Kaufleute im Groß- und Außenhandel der Fachrichtung Großhandel kaufen Waren und Dienstleistungen bei Herstellern ein und verkaufen diese an Handels-, Handwerks- und Industrieunternehmen weiter. Sie beraten ihre Kunden umfassend über die Eigenschaften der Güter und sorgen für eine termingerechte Lieferung an den richtigen Ort. Für den Wareneinkauf ermitteln sie Bezugsquellen und den Bedarf an Waren. Sie holen Angebote ein, vergleichen Konditionen und führen Einkaufsverhandlungen mit Lieferanten.
Nach dem Wareneingang kontrollieren Kaufleute im Groß- und Außenhandel der Fachrichtung Großhandel Rechnungen und Lieferpapiere und sorgen für eine fachgerechte Lagerung.

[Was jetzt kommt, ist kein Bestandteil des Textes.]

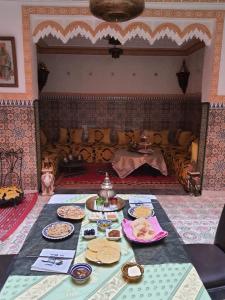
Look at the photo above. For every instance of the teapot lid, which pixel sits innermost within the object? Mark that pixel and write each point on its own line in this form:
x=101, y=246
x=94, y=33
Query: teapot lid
x=106, y=184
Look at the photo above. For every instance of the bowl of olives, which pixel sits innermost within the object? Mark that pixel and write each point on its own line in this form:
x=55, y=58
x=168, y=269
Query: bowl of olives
x=89, y=233
x=80, y=272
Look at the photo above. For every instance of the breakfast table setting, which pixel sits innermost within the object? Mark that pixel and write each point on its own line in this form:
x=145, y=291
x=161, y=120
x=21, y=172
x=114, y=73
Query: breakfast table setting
x=85, y=246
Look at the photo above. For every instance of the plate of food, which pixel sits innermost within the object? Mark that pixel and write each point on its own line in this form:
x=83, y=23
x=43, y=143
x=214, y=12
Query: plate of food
x=58, y=230
x=140, y=211
x=143, y=230
x=71, y=212
x=113, y=234
x=89, y=233
x=113, y=216
x=95, y=216
x=102, y=251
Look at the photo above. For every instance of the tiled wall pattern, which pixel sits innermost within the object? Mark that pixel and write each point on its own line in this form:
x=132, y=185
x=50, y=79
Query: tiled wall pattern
x=214, y=175
x=119, y=113
x=17, y=130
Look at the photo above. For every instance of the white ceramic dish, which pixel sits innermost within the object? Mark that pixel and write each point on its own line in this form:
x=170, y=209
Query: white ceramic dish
x=113, y=216
x=131, y=211
x=89, y=236
x=113, y=238
x=60, y=237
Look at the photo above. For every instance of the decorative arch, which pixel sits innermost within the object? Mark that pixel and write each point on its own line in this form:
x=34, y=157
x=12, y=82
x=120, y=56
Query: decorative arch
x=140, y=29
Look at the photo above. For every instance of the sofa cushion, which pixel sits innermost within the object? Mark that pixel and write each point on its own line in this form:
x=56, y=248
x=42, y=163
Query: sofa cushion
x=76, y=135
x=97, y=135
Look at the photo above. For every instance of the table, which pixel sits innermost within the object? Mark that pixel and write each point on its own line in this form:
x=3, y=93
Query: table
x=125, y=162
x=168, y=275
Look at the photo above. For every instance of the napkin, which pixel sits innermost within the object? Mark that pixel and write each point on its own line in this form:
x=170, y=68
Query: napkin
x=54, y=260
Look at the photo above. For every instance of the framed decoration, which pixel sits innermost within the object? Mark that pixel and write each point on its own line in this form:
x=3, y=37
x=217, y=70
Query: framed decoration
x=8, y=64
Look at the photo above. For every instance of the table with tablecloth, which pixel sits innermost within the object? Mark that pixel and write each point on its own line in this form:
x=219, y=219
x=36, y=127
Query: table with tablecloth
x=124, y=162
x=168, y=274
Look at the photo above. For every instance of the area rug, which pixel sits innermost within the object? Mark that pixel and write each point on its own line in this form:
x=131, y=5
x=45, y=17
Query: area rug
x=11, y=217
x=94, y=175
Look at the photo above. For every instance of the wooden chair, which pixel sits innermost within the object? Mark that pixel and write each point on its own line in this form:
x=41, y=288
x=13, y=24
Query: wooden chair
x=209, y=261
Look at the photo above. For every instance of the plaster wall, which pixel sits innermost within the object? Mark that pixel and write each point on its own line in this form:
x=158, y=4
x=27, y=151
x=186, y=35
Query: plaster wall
x=128, y=74
x=194, y=64
x=11, y=25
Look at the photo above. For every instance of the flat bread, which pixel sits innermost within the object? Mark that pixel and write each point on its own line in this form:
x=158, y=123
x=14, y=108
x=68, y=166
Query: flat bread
x=108, y=255
x=91, y=255
x=71, y=212
x=96, y=244
x=103, y=251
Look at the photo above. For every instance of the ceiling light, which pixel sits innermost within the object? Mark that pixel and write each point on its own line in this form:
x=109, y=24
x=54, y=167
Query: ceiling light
x=116, y=10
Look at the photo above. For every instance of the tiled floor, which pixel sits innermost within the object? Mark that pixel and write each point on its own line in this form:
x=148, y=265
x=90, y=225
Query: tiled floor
x=195, y=218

Im Warenausgang planen sie die Auslieferung, indem sie z.B. die Waren versandfertig machen. Sie kalkulieren Preise, bearbeiten Verkaufsaufträge und stellen Rechnungen für den Wiederverkauf von Waren aus.

Containerhafen.
Foto: Marcus Brandt/dpa

Ausbildungsort/-dauer

3 Jahre Betrieb und Berufsschule

Wo arbeitet man?

Kaufleute im Groß- und Außenhandel der Fachrichtung Großhandel finden Beschäftigung in Unternehmen nahezu aller Wirtschaftsbereiche.

Worauf kommt es an?

– Sorgfalt (z.B. beim Durchführen der Betriebsbuchhaltung oder beim Kontrollieren der Waren)
– Kontaktbereitschaft (z.B. mit Kunden und Lieferanten)
– Verhandlungsgeschick und Durchsetzungsvermögen (z.B. beim Führen von Vertragsverhandlungen über den Kaufpreis bzw. über Lieferkonditionen)
– Kaufmännisches Denken (z.B. beim Erstellen von Kalkulationen und Angeboten)

Schulfächer:

– Deutsch (z.B. für das Führen der Korrespondenz)
– Mathematik (z.B. für das Kalkulieren von Frachtkosten)
– Wirtschaft (z.B. für das Buchen von Geschäftsvorgängen)

 In der Praxis stellen Betriebe überwiegend Auszubildende mit Hochschulreife oder einem mittleren Bildungsabschluss ein.